Mexicans have voted to reduce the power of President Andres Manuel Lopez Obrador An official forecast of election results has shown, giving his Morena party and allies a reduced majority that will make it more difficult to carry out significant reforms.

The National Electoral Institute (INE) estimates on Sunday that the governing coalition will win between 265 and 292 of the 500 seats in the chamber, in the absence of a two-thirds majority needed to pass constitutional amendments.

Lopez Obrador, who has promised to transform Mexico’s political and economic review, has made energy changes to protect the state’s energy companies.

In addition to voting in favor of the lower house of Congress, Mexicans elected 15 governors and state legislators in Sunday’s race as a referendum on Lopez Obrador’s policies and shaking up Mexican institutions.

Polls in recent days have shown that Morena has won most of the 15 governors ’races. The results are expected overnight.

The contest took place between the COVID-19 pandemic and the wave of political violence, which has killed more than 90 politicians since the election process began in September.

Two heads and other human remains were left at polling stations in the Mexican city of Tijuana on Sunday, authorities said.

An hour after the election began, a man threw his head to a polling station and suspended voting as police called him, a Baja California state prosecutor said.

A couple of hours later, at another polling station in the same area, a man left another head and smashed human remains inside a wooden box placed next to the ballot boxes.

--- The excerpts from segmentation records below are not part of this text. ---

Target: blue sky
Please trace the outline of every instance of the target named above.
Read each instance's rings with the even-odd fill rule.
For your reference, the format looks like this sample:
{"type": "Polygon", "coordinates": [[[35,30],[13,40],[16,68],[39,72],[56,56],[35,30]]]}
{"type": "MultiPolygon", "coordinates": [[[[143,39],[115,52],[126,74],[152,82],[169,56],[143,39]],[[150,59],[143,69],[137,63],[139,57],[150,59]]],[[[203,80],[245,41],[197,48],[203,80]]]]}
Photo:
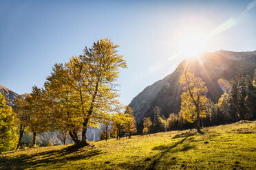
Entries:
{"type": "Polygon", "coordinates": [[[172,73],[187,32],[213,34],[204,49],[256,50],[255,1],[0,1],[0,84],[22,94],[41,87],[56,62],[110,38],[128,69],[120,101],[172,73]],[[233,21],[233,24],[229,21],[233,21]],[[224,27],[224,29],[222,29],[224,27]],[[216,29],[217,28],[217,29],[216,29]],[[215,30],[215,31],[213,31],[215,30]]]}

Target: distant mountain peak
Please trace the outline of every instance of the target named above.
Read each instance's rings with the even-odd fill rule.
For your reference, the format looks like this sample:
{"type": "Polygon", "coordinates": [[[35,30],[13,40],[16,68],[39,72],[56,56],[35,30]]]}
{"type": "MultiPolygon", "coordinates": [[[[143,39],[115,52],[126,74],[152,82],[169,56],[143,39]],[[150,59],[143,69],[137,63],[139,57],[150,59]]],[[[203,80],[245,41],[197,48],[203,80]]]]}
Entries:
{"type": "Polygon", "coordinates": [[[215,53],[235,60],[241,60],[243,59],[250,58],[253,56],[256,56],[256,50],[253,51],[234,52],[231,51],[221,49],[219,51],[216,51],[215,53]]]}

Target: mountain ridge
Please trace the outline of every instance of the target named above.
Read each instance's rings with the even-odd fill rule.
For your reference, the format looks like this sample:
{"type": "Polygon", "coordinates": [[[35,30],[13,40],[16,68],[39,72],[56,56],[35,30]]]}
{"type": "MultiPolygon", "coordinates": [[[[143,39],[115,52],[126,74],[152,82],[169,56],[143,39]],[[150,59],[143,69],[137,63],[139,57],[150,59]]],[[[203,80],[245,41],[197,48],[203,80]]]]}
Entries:
{"type": "Polygon", "coordinates": [[[233,52],[220,50],[204,52],[198,58],[184,60],[172,73],[148,86],[131,100],[129,106],[134,110],[139,133],[143,127],[143,117],[153,119],[155,106],[160,108],[160,116],[165,117],[173,112],[177,114],[180,111],[182,87],[178,81],[186,65],[195,76],[202,78],[209,88],[207,97],[217,102],[223,94],[218,80],[229,81],[235,76],[237,70],[242,70],[244,75],[252,75],[256,69],[256,51],[233,52]]]}

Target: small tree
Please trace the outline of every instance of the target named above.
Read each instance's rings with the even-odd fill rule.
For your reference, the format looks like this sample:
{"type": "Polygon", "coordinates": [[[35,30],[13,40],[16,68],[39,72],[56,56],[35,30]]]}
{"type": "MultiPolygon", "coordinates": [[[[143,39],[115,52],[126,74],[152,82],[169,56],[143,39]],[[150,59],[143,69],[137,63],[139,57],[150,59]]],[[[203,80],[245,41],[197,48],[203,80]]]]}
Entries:
{"type": "Polygon", "coordinates": [[[183,85],[184,92],[181,95],[181,108],[189,122],[196,122],[196,129],[200,130],[200,119],[206,115],[206,97],[208,88],[205,83],[194,73],[189,73],[185,68],[184,74],[180,77],[179,82],[183,85]]]}
{"type": "Polygon", "coordinates": [[[17,144],[17,119],[12,108],[0,94],[0,154],[14,148],[17,144]]]}
{"type": "Polygon", "coordinates": [[[126,136],[129,136],[129,138],[131,138],[131,133],[134,134],[137,132],[136,126],[135,125],[136,120],[134,116],[134,111],[132,108],[127,106],[126,110],[125,112],[125,117],[126,117],[126,121],[125,123],[126,136]]]}
{"type": "Polygon", "coordinates": [[[121,130],[126,121],[127,118],[121,112],[113,115],[112,136],[116,136],[117,140],[121,139],[121,130]]]}
{"type": "MultiPolygon", "coordinates": [[[[150,136],[150,127],[152,125],[151,119],[150,117],[143,118],[143,125],[144,125],[144,129],[145,127],[147,128],[148,134],[150,136]]],[[[144,130],[144,129],[143,129],[143,130],[144,130]]]]}
{"type": "Polygon", "coordinates": [[[143,134],[149,134],[149,129],[147,127],[144,127],[142,130],[143,134]]]}
{"type": "Polygon", "coordinates": [[[156,106],[153,109],[153,128],[156,132],[160,131],[161,122],[159,117],[159,108],[156,106]]]}
{"type": "Polygon", "coordinates": [[[185,119],[185,117],[184,115],[182,110],[180,110],[179,112],[179,117],[178,117],[178,126],[180,129],[183,129],[184,126],[186,125],[186,121],[185,119]]]}
{"type": "Polygon", "coordinates": [[[177,117],[173,113],[171,113],[169,118],[167,119],[167,129],[169,130],[177,129],[177,117]]]}
{"type": "Polygon", "coordinates": [[[159,117],[160,132],[166,132],[167,130],[167,122],[162,117],[159,117]]]}

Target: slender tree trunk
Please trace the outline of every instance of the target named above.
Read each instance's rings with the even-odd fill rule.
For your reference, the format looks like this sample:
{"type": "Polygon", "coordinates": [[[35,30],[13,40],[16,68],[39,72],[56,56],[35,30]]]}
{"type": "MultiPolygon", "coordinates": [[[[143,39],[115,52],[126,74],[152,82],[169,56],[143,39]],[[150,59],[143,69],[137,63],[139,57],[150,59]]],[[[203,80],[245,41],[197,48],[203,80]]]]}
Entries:
{"type": "Polygon", "coordinates": [[[33,132],[33,143],[32,143],[32,146],[36,145],[36,132],[33,132]]]}
{"type": "Polygon", "coordinates": [[[107,125],[106,125],[106,142],[107,141],[107,125]]]}
{"type": "Polygon", "coordinates": [[[121,126],[119,127],[119,140],[121,140],[121,126]]]}
{"type": "Polygon", "coordinates": [[[198,130],[198,133],[202,134],[202,131],[200,130],[200,118],[199,116],[199,110],[198,109],[196,113],[196,130],[198,130]]]}
{"type": "Polygon", "coordinates": [[[119,136],[119,125],[117,125],[117,131],[116,131],[116,140],[118,140],[119,136]]]}
{"type": "MultiPolygon", "coordinates": [[[[92,111],[94,110],[94,102],[95,102],[95,99],[96,99],[96,97],[97,96],[97,93],[98,93],[98,84],[100,83],[100,77],[98,78],[98,80],[97,80],[97,82],[96,82],[96,87],[95,87],[95,90],[94,90],[94,93],[92,96],[92,102],[91,102],[91,104],[90,104],[90,108],[87,112],[87,117],[84,119],[84,122],[83,123],[83,131],[82,131],[82,140],[81,140],[81,142],[85,145],[88,145],[89,144],[87,143],[86,141],[86,132],[87,130],[87,124],[88,124],[88,122],[89,122],[89,117],[92,115],[92,111]]],[[[83,110],[83,112],[84,110],[83,110]]]]}
{"type": "Polygon", "coordinates": [[[19,127],[19,142],[18,142],[17,147],[16,148],[15,151],[18,150],[19,146],[21,145],[21,139],[22,139],[22,137],[23,136],[23,134],[24,134],[24,130],[25,130],[25,125],[21,124],[21,126],[19,127]]]}
{"type": "Polygon", "coordinates": [[[131,130],[130,130],[130,126],[128,126],[128,136],[129,138],[131,138],[131,130]]]}
{"type": "Polygon", "coordinates": [[[78,140],[78,138],[77,134],[76,134],[76,132],[69,131],[69,134],[70,134],[70,136],[72,138],[72,141],[75,143],[78,144],[78,143],[81,143],[81,141],[78,140]]]}

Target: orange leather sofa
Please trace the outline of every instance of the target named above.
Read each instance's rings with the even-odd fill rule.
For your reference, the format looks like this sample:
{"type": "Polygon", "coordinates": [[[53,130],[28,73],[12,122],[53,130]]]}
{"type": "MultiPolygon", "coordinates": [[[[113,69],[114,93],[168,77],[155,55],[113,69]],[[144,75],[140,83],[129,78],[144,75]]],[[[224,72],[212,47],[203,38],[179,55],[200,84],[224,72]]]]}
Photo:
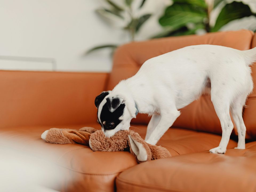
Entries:
{"type": "MultiPolygon", "coordinates": [[[[170,152],[169,158],[138,165],[127,152],[93,152],[78,144],[51,144],[41,138],[52,127],[99,129],[96,96],[134,74],[148,59],[200,44],[246,50],[256,46],[256,35],[241,30],[132,43],[117,50],[109,74],[1,71],[0,136],[9,142],[6,145],[20,151],[42,158],[54,154],[47,160],[66,170],[55,189],[62,191],[256,191],[255,87],[244,109],[246,149],[233,149],[235,127],[225,155],[208,151],[218,146],[221,133],[209,96],[182,109],[158,142],[170,152]]],[[[255,83],[256,66],[252,68],[255,83]]],[[[149,121],[139,114],[131,129],[144,137],[149,121]]]]}

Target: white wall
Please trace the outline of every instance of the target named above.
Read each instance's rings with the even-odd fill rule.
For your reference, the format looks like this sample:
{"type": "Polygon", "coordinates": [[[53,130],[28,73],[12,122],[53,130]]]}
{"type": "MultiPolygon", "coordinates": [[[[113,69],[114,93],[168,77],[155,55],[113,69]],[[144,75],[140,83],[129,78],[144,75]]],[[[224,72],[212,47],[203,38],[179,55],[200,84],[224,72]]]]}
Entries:
{"type": "MultiPolygon", "coordinates": [[[[159,15],[163,2],[170,3],[148,1],[142,13],[157,11],[159,15]]],[[[99,0],[0,0],[0,69],[110,71],[109,50],[84,55],[96,45],[129,41],[127,34],[95,14],[102,5],[99,0]]],[[[156,32],[161,30],[157,16],[150,22],[156,26],[156,32]]],[[[139,39],[154,32],[147,24],[139,39]]]]}
{"type": "MultiPolygon", "coordinates": [[[[134,0],[134,5],[141,0],[134,0]]],[[[255,10],[256,1],[244,1],[251,3],[255,10]]],[[[0,0],[0,69],[110,71],[109,50],[84,54],[96,45],[129,41],[127,34],[110,26],[95,13],[103,1],[0,0]]],[[[154,16],[142,28],[137,40],[146,39],[161,31],[158,19],[171,3],[170,0],[146,1],[136,14],[151,13],[154,16]]],[[[242,22],[256,22],[255,18],[251,19],[242,22]]],[[[118,22],[115,24],[118,25],[118,22]]],[[[235,22],[231,24],[224,29],[244,27],[235,22]]]]}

More human remains were found in the bags next to the third election table, according to the Baja California Prosecutor’s Office.

Since taking office in 2018, after a huge victory, Lopez Obrador has sought to devote more resources to poor and critical infrastructure projects and has expanded the state’s role in the energy industry. It has also reduced government costs.

Critics say it has eroded institutional control and balance.